Chest injuries sustained on a regular basis in South Africa have a mortality rate of 1 in 10. These patients are dealt with in the first instance by pre-hospital emergency care providers. Managing a patient with chest injuries is daunting, especially if there is progression to a life-threatening pneumothorax and/or haemothorax pre-hospital. Timely definitive care must be sought emergently in such instances, which is currently only available in-hospital. In cases where access to prompt definitive care is limited, it would be in the patient’s best interest to have, under select conditions, ICD placement available in the pre-hospital setting in South Africa.

Dissemination of results

The results of this study were shared by the distribution of a MSc research report to the University of Cape Town.
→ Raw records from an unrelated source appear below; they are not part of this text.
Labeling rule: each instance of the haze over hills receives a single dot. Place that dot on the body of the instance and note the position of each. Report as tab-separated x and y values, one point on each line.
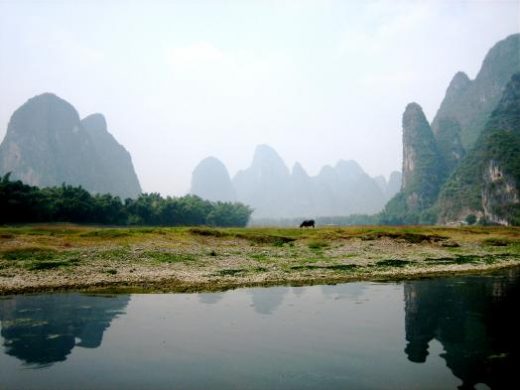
471	153
274	191
47	144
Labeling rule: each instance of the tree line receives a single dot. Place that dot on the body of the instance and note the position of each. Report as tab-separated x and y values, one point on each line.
22	203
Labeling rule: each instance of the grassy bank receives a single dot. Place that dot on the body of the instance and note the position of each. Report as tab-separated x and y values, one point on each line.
57	257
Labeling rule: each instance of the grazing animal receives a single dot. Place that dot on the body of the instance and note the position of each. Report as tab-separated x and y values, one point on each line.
307	223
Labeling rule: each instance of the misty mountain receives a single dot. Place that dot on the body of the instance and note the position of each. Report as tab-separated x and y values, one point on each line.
467	104
47	144
211	181
464	155
487	181
274	191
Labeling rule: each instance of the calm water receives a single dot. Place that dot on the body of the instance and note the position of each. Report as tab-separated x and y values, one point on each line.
439	334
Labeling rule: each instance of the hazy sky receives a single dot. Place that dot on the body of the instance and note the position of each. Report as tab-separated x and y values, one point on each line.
178	81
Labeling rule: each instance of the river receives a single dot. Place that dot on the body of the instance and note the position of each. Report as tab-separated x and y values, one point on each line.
436	333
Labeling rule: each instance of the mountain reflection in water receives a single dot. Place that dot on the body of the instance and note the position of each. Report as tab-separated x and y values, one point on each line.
41	330
428	334
474	318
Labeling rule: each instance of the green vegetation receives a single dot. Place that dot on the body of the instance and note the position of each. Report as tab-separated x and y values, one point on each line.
20	203
48	257
495	158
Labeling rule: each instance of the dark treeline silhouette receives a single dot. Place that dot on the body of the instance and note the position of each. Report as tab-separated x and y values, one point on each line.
21	203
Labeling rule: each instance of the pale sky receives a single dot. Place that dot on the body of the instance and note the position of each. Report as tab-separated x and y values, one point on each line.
318	80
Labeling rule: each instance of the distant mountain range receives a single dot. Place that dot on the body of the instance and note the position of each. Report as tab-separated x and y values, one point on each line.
47	144
466	165
274	191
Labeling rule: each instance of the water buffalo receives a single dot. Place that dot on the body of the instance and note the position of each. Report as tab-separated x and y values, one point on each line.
307	223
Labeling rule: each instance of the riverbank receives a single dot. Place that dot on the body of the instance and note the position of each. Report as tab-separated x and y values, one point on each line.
59	257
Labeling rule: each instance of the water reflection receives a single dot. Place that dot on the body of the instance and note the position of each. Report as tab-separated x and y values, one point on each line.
475	320
266	300
210	298
41	330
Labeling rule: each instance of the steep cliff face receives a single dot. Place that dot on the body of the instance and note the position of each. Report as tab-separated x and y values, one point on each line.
468	103
423	167
210	180
486	183
47	144
275	192
117	176
423	172
265	184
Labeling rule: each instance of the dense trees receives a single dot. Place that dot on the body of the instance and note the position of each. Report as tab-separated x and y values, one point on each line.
20	203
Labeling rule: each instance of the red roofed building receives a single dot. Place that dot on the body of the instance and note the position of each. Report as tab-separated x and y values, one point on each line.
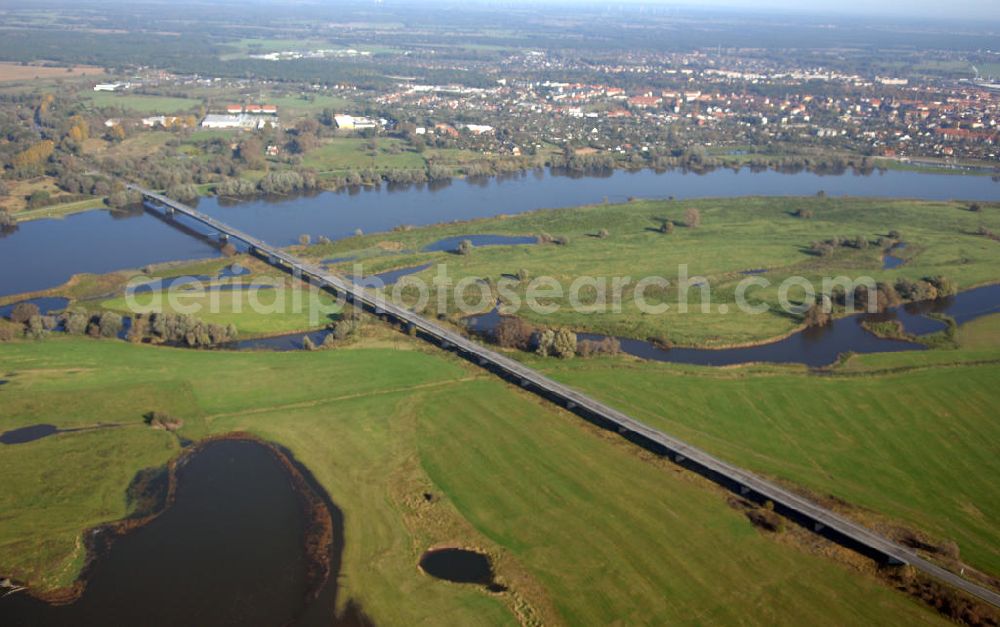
644	101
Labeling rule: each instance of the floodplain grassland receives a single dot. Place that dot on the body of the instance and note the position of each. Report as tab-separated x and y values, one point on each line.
908	437
352	153
584	527
10	72
735	235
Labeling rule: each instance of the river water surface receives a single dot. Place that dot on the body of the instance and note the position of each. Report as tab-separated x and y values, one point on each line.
229	551
100	241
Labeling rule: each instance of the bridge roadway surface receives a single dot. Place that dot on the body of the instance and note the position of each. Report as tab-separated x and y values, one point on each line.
680	451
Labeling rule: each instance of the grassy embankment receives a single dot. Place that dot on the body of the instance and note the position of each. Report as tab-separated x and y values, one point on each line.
339	154
585	528
735	235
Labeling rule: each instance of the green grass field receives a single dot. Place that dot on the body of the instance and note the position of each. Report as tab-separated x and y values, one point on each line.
351	153
142	104
584	528
295	106
735	235
910	442
255	313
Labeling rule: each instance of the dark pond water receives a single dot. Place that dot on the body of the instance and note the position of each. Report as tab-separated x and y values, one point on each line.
460	566
31	433
101	241
288	342
813	347
450	244
229	551
27	434
890	261
45	305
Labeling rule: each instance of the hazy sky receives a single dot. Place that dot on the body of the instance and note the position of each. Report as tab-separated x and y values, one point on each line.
959	9
976	10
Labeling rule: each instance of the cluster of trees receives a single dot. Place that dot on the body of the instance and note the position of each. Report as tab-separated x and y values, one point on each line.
287	182
927	288
123	198
556	343
607	346
74	322
825	248
163	420
7	221
887	295
513	332
559	240
181	330
985	232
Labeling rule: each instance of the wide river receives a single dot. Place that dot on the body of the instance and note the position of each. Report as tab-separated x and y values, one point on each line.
45	253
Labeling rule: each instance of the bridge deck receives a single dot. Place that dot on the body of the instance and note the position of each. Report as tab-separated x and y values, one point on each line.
677	449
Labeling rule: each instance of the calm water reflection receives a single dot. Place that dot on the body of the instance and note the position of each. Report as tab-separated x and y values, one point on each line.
99	241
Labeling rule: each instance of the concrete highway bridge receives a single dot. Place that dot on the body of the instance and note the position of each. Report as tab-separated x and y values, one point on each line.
800	509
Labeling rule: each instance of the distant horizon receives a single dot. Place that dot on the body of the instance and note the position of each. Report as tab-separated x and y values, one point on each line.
955	10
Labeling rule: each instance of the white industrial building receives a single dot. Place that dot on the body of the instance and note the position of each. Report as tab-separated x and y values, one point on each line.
352	123
242	121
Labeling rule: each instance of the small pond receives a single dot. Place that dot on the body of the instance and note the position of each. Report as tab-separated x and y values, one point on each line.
813	347
286	342
45	304
230	550
460	566
27	434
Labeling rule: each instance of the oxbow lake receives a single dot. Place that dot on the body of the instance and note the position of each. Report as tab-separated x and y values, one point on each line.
101	241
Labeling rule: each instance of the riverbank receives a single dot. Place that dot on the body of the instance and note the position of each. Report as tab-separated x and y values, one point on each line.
759	241
420	449
153	491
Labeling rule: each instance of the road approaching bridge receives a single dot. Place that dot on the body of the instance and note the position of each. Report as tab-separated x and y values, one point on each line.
744	482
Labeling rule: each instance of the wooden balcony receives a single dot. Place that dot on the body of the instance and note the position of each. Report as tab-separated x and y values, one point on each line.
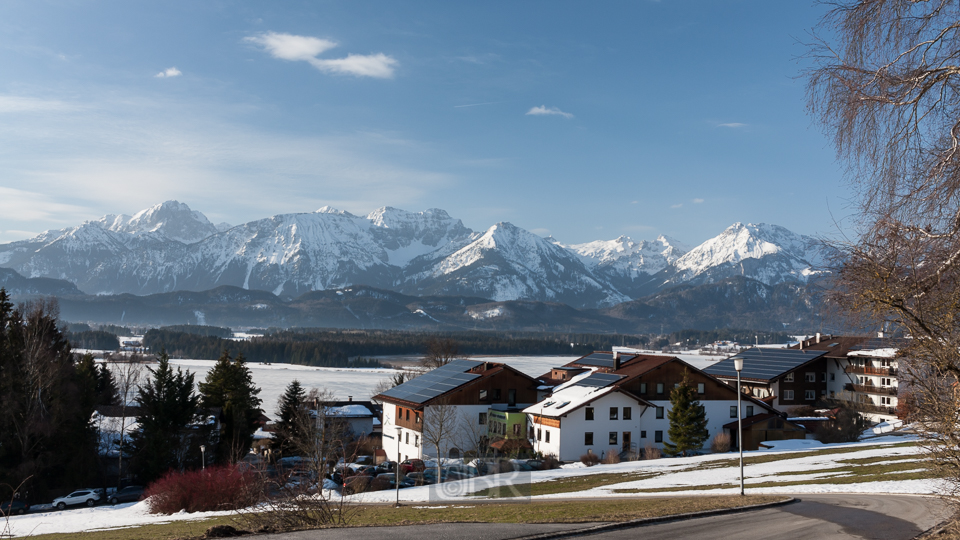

Further sharing occurred to EMS stakeholders at an Emergency Care Society of South Africa conference during a research presentation.

Author contribution

Authors contributed as follow to the conception or design of the work; or the acquisition, analysis, or interpretation of data for the work; drafting the work or revising it critically for important intellectual content; and final approval of the version to be published: ED 60% and LW 40%. Both authors agreed to be accountable for all aspects of the work in ensuring that questions related to the accuracy or integrity of any part of the work are appropriately investigated and resolved.

Conflicts of interest

Prof Lee Wallis is an editor of the African Journal of Emergency Medicine. Prof Wallis was not involved in the editorial workflow for this manuscript. The African Journal of Emergency Medicine applies a double blinded process for all manuscript peer reviews. The authors declared no further conflict of interest.